LITTLE more than two weeks ago, Cameron Larkin was lying in a hospital bed, barely able to move after being struck by a car.
But in the most courageous of turnarounds, the former Ballarat man overcame debilitating injuries to complete the Melbourne Ironman in an ultimate 10-hour test of mental and physical endurance on Sunday.
It was not the best time Larkin, 28, has recorded in his career, but it was by far his most monumental race.
Having trained for the ironman event for months, Larkin was on a 130-kilometre training ride in Melbourne when a car pulled out in front of him that he was unable to avoid.
Travelling at 41km/h, he crashed into the side of the car and was knocked unconscious.
Luckily, an off-duty doctor was riding his bike nearby and witnessed the incident, attending to the injured Larkin until an ambulance arrived.
He was rushed to The Alfred hospital, where he spent two days recovering from injuries sustained to most of his body.
“Even four days out from the event I tried to go for a run and couldn’t do it, my hip and legs were in that much pain,” Larkin said.
However, he never gave in.
With months of sacrifice and training under his belt, not to mention the $850 entry fee already paid, Larkin was determined to not only attempt, but actually finish the gruelling event.
Also forced to borrow his housemate’s bike after his was wrecked in the crash, it was far from the ideal preparation, but Larkin soldiered on.
The Melbourne Ironman featured a 3.8km swim, 180km bike ride and 42.2km run, all of which he completed in 10:15.14.
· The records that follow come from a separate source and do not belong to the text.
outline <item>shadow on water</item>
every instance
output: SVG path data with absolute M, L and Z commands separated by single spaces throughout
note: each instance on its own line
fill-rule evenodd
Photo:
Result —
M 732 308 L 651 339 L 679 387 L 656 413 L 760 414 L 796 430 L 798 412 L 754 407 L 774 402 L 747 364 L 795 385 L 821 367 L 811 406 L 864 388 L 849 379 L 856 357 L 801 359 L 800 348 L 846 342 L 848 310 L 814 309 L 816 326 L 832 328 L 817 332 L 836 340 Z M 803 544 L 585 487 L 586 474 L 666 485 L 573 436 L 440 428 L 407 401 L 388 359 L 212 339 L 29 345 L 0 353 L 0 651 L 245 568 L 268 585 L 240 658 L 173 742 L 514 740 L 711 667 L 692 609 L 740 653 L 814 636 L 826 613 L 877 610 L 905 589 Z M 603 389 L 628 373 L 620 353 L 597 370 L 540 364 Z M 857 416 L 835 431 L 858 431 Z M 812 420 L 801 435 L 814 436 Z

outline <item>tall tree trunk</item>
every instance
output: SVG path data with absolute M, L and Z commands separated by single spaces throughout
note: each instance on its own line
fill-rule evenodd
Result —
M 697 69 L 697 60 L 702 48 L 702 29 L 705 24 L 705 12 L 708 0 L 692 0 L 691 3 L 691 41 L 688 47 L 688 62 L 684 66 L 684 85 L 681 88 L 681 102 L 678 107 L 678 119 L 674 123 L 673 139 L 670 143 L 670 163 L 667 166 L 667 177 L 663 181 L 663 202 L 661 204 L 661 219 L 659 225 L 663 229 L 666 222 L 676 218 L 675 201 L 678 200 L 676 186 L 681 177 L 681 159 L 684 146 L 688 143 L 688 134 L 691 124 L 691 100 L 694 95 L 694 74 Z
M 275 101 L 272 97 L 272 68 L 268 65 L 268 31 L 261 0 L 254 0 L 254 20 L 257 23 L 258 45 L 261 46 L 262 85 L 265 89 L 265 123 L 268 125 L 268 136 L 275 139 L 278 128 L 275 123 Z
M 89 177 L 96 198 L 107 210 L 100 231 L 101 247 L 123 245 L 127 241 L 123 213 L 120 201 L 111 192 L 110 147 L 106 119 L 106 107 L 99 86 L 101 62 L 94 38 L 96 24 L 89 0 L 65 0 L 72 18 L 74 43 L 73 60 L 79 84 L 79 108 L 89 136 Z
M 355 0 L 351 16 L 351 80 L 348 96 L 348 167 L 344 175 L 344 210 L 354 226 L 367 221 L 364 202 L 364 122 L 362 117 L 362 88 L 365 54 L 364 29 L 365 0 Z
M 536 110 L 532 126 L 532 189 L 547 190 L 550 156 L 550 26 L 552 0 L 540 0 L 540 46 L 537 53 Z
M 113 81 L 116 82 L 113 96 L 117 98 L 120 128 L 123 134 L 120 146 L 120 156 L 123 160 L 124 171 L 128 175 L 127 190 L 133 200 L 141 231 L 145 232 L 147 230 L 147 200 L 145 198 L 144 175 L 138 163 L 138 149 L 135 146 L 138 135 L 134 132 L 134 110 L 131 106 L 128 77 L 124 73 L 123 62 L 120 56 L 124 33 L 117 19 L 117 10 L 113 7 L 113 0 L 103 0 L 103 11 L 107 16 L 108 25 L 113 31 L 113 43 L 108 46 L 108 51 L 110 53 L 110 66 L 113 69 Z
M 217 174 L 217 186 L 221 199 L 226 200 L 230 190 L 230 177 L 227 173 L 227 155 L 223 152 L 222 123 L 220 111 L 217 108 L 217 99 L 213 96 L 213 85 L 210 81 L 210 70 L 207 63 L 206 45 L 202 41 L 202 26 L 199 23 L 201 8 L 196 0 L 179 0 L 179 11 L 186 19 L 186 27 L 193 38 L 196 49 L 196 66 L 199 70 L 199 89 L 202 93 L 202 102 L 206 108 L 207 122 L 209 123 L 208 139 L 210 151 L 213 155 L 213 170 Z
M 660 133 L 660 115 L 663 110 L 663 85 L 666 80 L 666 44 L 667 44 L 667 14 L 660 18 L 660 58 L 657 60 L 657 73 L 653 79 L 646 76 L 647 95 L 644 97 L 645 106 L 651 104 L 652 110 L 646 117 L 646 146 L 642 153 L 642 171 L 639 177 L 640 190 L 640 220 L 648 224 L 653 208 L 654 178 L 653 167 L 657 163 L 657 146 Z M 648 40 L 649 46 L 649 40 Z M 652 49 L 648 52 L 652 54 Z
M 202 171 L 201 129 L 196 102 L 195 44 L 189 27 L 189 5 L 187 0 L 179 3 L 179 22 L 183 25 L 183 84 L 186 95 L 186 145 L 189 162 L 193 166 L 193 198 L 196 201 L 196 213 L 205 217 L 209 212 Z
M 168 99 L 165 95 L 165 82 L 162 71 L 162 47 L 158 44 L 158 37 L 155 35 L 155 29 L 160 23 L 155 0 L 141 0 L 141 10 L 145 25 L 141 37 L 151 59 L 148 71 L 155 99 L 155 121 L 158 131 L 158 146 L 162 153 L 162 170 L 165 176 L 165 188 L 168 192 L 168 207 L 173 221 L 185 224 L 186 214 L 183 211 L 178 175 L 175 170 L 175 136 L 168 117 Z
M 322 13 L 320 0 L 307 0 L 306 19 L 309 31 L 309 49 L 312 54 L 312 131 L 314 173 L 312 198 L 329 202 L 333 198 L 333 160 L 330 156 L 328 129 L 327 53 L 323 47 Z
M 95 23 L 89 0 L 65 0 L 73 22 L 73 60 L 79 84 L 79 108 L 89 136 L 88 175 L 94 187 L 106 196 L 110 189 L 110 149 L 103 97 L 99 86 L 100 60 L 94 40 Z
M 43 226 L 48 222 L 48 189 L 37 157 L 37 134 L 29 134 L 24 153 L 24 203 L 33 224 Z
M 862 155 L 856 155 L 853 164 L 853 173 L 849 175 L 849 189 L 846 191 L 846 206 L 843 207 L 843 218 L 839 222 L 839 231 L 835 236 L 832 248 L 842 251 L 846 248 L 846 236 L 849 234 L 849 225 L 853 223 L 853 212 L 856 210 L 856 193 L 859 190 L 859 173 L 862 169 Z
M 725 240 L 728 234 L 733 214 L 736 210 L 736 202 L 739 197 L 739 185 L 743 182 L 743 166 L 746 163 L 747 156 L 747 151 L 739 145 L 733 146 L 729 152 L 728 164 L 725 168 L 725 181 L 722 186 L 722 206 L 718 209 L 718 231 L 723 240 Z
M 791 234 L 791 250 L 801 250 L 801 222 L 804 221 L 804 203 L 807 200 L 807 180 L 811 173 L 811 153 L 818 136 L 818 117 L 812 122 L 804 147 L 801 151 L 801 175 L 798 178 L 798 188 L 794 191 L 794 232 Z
He finished 420th out of more than 2000 competitors and 35th in his age category.
“I knew I wasn’t going to set a record or anything, but I just wanted to finish the race,” Larkin said.
“From what I had to go through so close to the event, there was no way in my eyes I could not at least try to race.
“The run was easily the worst part, my whole body was in pain but I kept going. The feeling crossing the line was amazing.”
Larkin said it would not have been possible to finish the race without the support of family and friends, as well as spectators on the day.
“Even though it’s an individual sport, the support I received was overwhelming, it definitely helped me over the line,” he said.
For now, sights are set on competing in other ironman events down the track, including Melbourne’s ironman next year.